Pemprov DKI Akui Parkir Liar Meningkat Saat Ramadan, 19 Titik Trotoar Jadi Target Penertiban

Parkir liar. Foto: Antara

Jakarta – Pemerintah Provinsi DKI Jakarta mencatat peningkatan praktik parkir liar di sejumlah titik ekonomi selama Ramadan 1447 Hijriah/2026 Masehi, terutama di sekitar pasar tradisional dan pusat perdagangan.

Staf Khusus Gubernur DKI Jakarta Bidang Komunikasi Publik, Chico Hakim, mengatakan lonjakan parkir liar kerap terjadi seiring meningkatnya aktivitas masyarakat menjelang waktu berbuka puasa.

Bacaan Lainnya

“Ya, terdapat peningkatan praktik parkir liar selama bulan Ramadan, terutama di sekitar pasar tradisional dan pusat perdagangan,” ujar Chico, Minggu, 22 Februari 2026.

Menurutnya, pengelolaan parkir resmi di pasar rakyat dan pusat perdagangan saat ini ditangani oleh Perumda Pasar Jaya maupun UPT Perparkiran Dinas Perhubungan DKI Jakarta, dengan prioritas pada zonasi parkir, tarif retribusi, dan sistem perizinan.

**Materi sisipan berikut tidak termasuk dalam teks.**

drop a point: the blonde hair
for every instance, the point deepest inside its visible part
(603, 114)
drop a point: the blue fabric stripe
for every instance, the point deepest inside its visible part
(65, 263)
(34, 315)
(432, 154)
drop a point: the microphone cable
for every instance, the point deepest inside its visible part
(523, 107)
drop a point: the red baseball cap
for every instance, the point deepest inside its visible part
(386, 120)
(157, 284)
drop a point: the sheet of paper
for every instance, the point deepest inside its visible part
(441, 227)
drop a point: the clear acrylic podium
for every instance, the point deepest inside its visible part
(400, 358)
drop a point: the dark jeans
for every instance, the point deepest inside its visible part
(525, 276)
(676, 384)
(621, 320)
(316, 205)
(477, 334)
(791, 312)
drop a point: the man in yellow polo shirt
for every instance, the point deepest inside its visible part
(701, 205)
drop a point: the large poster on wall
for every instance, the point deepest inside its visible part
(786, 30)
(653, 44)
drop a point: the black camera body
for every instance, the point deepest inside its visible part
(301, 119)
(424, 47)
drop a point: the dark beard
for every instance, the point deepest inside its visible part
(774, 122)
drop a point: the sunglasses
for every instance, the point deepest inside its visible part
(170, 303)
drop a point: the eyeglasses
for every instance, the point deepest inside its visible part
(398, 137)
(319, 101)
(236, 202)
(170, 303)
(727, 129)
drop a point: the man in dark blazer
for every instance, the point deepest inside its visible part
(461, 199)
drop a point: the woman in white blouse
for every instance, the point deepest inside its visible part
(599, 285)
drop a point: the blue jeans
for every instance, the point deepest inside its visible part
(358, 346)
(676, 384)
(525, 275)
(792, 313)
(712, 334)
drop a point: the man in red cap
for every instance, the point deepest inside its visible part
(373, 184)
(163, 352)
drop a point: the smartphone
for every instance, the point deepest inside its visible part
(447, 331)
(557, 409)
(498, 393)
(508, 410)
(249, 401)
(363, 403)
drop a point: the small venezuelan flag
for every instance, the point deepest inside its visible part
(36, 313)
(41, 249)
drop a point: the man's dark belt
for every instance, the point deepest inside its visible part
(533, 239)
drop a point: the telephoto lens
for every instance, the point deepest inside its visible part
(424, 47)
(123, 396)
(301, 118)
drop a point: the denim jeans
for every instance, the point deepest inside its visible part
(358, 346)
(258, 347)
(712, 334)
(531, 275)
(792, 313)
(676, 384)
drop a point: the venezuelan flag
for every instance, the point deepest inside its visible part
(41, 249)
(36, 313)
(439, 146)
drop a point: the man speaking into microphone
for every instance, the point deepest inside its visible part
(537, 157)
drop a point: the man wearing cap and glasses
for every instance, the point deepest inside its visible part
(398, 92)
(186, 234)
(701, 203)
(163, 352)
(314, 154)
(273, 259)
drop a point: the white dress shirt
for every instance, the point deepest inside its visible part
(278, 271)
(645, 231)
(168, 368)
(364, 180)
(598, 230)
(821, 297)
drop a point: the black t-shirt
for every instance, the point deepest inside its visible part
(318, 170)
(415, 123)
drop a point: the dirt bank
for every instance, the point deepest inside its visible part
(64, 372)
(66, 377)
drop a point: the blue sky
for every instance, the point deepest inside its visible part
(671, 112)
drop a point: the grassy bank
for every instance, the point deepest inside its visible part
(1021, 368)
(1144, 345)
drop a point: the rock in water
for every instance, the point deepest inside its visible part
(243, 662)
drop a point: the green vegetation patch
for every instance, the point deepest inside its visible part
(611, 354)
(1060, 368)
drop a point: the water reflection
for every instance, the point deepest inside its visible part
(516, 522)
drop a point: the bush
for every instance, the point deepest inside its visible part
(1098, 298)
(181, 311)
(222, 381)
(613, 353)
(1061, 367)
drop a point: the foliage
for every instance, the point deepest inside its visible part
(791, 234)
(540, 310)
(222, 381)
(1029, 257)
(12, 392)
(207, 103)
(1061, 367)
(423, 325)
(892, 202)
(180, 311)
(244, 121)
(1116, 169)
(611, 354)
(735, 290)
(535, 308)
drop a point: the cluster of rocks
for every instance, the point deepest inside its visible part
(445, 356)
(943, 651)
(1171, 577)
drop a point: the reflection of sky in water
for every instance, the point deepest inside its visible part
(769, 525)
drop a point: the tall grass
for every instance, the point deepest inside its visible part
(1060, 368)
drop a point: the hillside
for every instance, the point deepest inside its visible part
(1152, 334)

Untuk mencegah kebocoran pendapatan daerah, Pemprov DKI melakukan pengawasan melalui koordinasi multi-instansi yang melibatkan Dinas Perhubungan (Dishub), Satpol PP, Polri, dan TNI.

Personel gabungan rutin melakukan patroli, termasuk penderekan kendaraan yang melanggar serta pembinaan persuasif terhadap juru parkir liar, seperti pemberian surat pernyataan agar tidak mengulangi perbuatannya.

Selain pengawasan langsung, Pemprov juga memanfaatkan teknologi seperti CCTV di lokasi strategis, sistem ETLE (Electronic Traffic Law Enforcement), serta aplikasi pelaporan masyarakat seperti JAKI dan Qlue.

Chico menambahkan, kebijakan pengawasan dilakukan berdasarkan Peraturan Gubernur dan pedoman reformasi parkir Jakarta, termasuk peningkatan kapasitas petugas dan integrasi dengan transportasi publik guna menekan kemacetan.

19 Titik Trotoar Jadi Target Penertiban

Selama Ramadan, personel gabungan juga menargetkan penertiban di 19 titik trotoar di lima wilayah kota administrasi, termasuk penataan pedagang takjil yang mengganggu pejalan kaki.

Jakarta Pusat:

  • Jl. Kramat Raya
  • Jl. Cikini Raya–Jl. Pegangsaan Timur
  • Jl. Taman Jatibaru–Jl. Jatibaru Bengkel
  • Jl. Ir. H. Juanda–Jl. Pecenongan
  • Jl. Palmerah Timur–Jl. Tentara Pelajar
  • Jl. Bendungan Walahar

Jakarta Selatan:

  • Jl. Melawai Raya
  • Jl. Mahakam–Jl. Bulungan–Jl. Kyai Maja
  • Jl. Senopati
  • Jl. Cikajang
  • Jl. Prof. Dr. Satrio

Jakarta Barat:

  • Jl. Kyai Tapa
  • Jl. Raya Durikosambi
  • Jl. Dr. Susilo Raya
  • Jl. Prof. Dr. Latumenten

Jakarta Timur:

  • Jl. Jatinegara Timur–Jl. Matraman Raya–Stasiun Jatinegara
  • Jl. Otto Iskandardinata
  • Jl. Paus–Jl. Perserikatan–Jl. Pegambiran

Jakarta Utara:

  • Jl. Muara Karang

“Penertiban dilakukan secara harian, dengan rata-rata 100 titik per hari di seluruh wilayah Jakarta, dan akan terus ditingkatkan,” pungkas Chico.